Kyai Sanca Wilang yang mendengar pemilik suara itu telah mengenalnya dengan
baik kini menujukan pandangannya pada satu arah.
"Hm.... Rasanya aku dapat menduga siapa dirimu, Sahabat...!" Kyai Sanca Wilang
berkata halus. Namun, terdengar lantang dan bergema hingga ke seluruh pelosok tempat
itu.
Sesaat kemudian, ucapan Kyai Sanca Wilang disambut oleh suara daun-daun
pohon yang seperti diterjang suatu benda. Suara berkerosokan itu berpindah-pindah dari
satu pohon ke pohon lain di seputar tempat itu. Akhirnya, dengan disertai suara mengaung
meluncurlah sesosok tubuh yang bergerak berputaran bagai seekor burung.
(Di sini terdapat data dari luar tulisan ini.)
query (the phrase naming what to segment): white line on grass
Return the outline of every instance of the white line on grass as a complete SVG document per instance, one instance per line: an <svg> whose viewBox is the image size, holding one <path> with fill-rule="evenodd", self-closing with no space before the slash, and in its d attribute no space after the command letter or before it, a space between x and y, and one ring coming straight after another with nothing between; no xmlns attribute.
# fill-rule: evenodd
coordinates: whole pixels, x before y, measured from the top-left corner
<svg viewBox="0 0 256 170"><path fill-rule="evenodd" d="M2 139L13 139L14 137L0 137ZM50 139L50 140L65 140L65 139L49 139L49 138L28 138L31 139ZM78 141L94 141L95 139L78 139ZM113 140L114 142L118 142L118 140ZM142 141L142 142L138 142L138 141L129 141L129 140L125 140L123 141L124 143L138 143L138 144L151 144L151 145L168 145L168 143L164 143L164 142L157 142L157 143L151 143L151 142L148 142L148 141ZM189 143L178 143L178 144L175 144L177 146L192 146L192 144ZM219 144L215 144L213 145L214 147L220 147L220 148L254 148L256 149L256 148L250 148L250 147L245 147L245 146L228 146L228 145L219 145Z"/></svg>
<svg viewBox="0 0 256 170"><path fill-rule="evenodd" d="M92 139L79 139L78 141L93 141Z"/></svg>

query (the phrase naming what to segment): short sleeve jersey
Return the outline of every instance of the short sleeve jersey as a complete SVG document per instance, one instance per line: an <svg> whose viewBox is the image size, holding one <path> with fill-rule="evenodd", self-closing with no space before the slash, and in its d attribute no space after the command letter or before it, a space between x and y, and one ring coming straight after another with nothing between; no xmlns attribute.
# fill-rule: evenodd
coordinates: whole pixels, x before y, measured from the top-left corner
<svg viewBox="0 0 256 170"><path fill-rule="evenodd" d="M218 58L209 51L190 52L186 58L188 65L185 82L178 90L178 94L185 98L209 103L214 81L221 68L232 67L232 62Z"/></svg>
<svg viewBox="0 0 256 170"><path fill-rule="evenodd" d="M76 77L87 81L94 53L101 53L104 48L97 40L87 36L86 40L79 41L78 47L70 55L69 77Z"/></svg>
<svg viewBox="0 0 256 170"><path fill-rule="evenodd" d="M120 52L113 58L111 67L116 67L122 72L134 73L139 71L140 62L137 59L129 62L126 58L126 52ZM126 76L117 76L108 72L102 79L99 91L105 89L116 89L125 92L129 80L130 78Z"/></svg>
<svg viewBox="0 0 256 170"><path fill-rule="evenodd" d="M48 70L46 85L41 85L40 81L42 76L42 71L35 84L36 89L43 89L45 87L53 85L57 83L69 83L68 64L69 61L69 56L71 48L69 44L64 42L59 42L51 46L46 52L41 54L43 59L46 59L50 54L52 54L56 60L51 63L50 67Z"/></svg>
Sosok yang memiliki perawakan sama dengan Kyai Sanca Wilang, jangkung dan
kurus, menjejakkan kaki di tanah dengan memperdengarkan suara keras. Sosok itu seperti
sengaja hendak menunjukkan kekuatannya. Meski tubuhnya jangkung dan kurus,
sewaktu kakinya menjejak tanah sekitar tempat itu berguncang keras laksana digoyang
gempa. Perbuatan itu jelas menunjukkan kekuatan tenaga dalam yang sangat dahsyat!
"Sudah kuduga kaulah pemilik suara itu, Sahabat Biang Segala Jahat..." Kyai
Sanca Wilang menyapa sosok yang berperawakan sama dengan dirinya. Bedanya, sosok
yang berjuluk Biang Segala Jahat itu mengenakan jubah panjang hitam. Lapisan sebelah
dalamnya berwarna merah darah. Tokoh luar biasa itu hanya tertawa ketika julukannya
disebut.
Algojo Cakar Siluman dan Setan Ular Tertawa menahan pekik kagetnya mendengar
Kyai Sanca Wilang menyebut julukan Biang Segala Jahat. Julukan itu pernah mereka
dengar dan menganggap keberadaan tokoh itu cuma ada di dalam dongeng. Bagi tokoh-
tokoh golongan hitam tingkat tinggi, nama Biang Segala Jahat dijadikan sebagai lambang
kekejaman dan kejahatan. Nama Biang Segala Jahat hanya terdengar dari mulut ke mulut
tanpa seorang pun yang pernah bertemu atau melihatnya. Tidak heran kalau Algojo Cakar
Siluman dan Setan Ular Tertawa demikian terkejut.
"Firasatmu ternyata benar, Algojo Cakar Siluman...!" Setan Ular Tertawa berkata
lirih dan bergetar oleh perasaan gembira. "Tokoh yang menjadi lambang dan pegangan
golongan kita itu akan mendatangkan keuntungan buat seluruh golongan sesat!"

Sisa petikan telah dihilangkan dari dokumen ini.